This is the website of our group project "comment grading for recommendation" for Google ML Camp 2020. This repository contains all the code we used for data cleaning, neural network architecture, and result analysis. You can easily download and deploy it on your local computer for testing ^_^
Poster: poster.pdf
ppt: Turiss_pre.pdf
Dataset: https://www.kaggle.com/snap/amazon-fine-food-reviews
BERT pretrained model: https://tfhub.dev/tensorflow/bert_en_uncased_L-12_H-768_A-12/1
The folder ./SingleModal
contains DataClean.ipynb
, Simple_LSTM.py
, and Simple_BERT.py
. These baseline models are only based on comments embedding.
The folder ./Multi_Input
contains dic_XXX.pkl
, which are used for dropping out the rare IDs(user, product, and time) and remapping the rest to numbers.
The folder ./MultiModal
contains run.py
. You can use it to test the BERTMulMod
model and the BERTMulModMulTask
model.
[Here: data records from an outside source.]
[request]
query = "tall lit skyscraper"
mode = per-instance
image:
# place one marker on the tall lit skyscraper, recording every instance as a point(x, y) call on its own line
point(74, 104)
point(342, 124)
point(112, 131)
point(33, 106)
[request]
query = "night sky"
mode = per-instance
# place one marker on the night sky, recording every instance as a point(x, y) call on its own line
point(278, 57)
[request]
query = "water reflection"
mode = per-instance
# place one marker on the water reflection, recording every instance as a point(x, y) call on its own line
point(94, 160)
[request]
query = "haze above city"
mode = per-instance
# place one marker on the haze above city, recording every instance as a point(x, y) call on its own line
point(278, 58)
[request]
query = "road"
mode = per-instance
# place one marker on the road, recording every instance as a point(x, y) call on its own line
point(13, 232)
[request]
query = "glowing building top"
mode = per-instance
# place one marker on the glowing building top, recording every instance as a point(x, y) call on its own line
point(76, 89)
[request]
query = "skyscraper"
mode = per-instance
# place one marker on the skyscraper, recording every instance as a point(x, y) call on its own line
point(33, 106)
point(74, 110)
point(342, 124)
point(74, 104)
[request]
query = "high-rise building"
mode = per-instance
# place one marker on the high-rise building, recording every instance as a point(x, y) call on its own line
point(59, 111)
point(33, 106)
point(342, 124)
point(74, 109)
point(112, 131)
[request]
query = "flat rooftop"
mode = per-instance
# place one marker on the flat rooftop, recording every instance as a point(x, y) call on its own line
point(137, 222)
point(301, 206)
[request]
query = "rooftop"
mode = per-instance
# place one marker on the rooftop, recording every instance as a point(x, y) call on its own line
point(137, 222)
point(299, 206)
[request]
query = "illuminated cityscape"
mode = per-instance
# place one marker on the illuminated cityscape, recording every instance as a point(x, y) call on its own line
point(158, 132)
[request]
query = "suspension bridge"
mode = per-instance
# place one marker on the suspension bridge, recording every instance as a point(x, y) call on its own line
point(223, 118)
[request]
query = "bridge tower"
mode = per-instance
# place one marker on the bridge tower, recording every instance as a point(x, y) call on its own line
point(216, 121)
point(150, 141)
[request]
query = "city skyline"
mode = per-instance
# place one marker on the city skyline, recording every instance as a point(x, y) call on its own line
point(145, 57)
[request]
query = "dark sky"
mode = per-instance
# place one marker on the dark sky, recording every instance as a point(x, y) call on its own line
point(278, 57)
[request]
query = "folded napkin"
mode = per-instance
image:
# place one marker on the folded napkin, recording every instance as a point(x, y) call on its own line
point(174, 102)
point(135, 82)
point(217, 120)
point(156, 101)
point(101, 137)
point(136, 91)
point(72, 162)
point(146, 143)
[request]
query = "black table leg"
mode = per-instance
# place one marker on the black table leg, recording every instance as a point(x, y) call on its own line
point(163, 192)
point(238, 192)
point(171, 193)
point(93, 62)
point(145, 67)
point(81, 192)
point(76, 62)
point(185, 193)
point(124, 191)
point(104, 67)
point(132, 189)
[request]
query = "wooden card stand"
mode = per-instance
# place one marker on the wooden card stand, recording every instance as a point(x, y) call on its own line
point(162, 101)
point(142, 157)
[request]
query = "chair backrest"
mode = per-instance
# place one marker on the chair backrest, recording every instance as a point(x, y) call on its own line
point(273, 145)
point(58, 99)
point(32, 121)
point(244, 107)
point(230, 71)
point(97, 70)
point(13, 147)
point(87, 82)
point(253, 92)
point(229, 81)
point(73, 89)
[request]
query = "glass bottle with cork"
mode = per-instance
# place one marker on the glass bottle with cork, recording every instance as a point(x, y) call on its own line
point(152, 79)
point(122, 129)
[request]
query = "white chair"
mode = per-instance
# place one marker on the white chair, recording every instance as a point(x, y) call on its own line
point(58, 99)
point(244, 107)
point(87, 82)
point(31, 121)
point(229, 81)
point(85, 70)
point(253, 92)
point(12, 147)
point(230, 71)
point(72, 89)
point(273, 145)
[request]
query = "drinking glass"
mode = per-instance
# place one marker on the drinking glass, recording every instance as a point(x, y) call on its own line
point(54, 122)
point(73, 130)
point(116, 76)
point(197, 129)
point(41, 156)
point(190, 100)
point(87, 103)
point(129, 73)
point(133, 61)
The usage is run.py [--epoch X] [--big 1] [--model choice['SingleLSTM', 'SingleBERT', 'BERTMulMod' , 'BERTMulModMulTask']]
. The logs and result files are also in this folder.
The folder ./Stat
contains the statistic-related codes used for the analysis of recommendation systems.
The folder ./img_folder
contains the images that visualized the performance of our neural networks and ranking systems.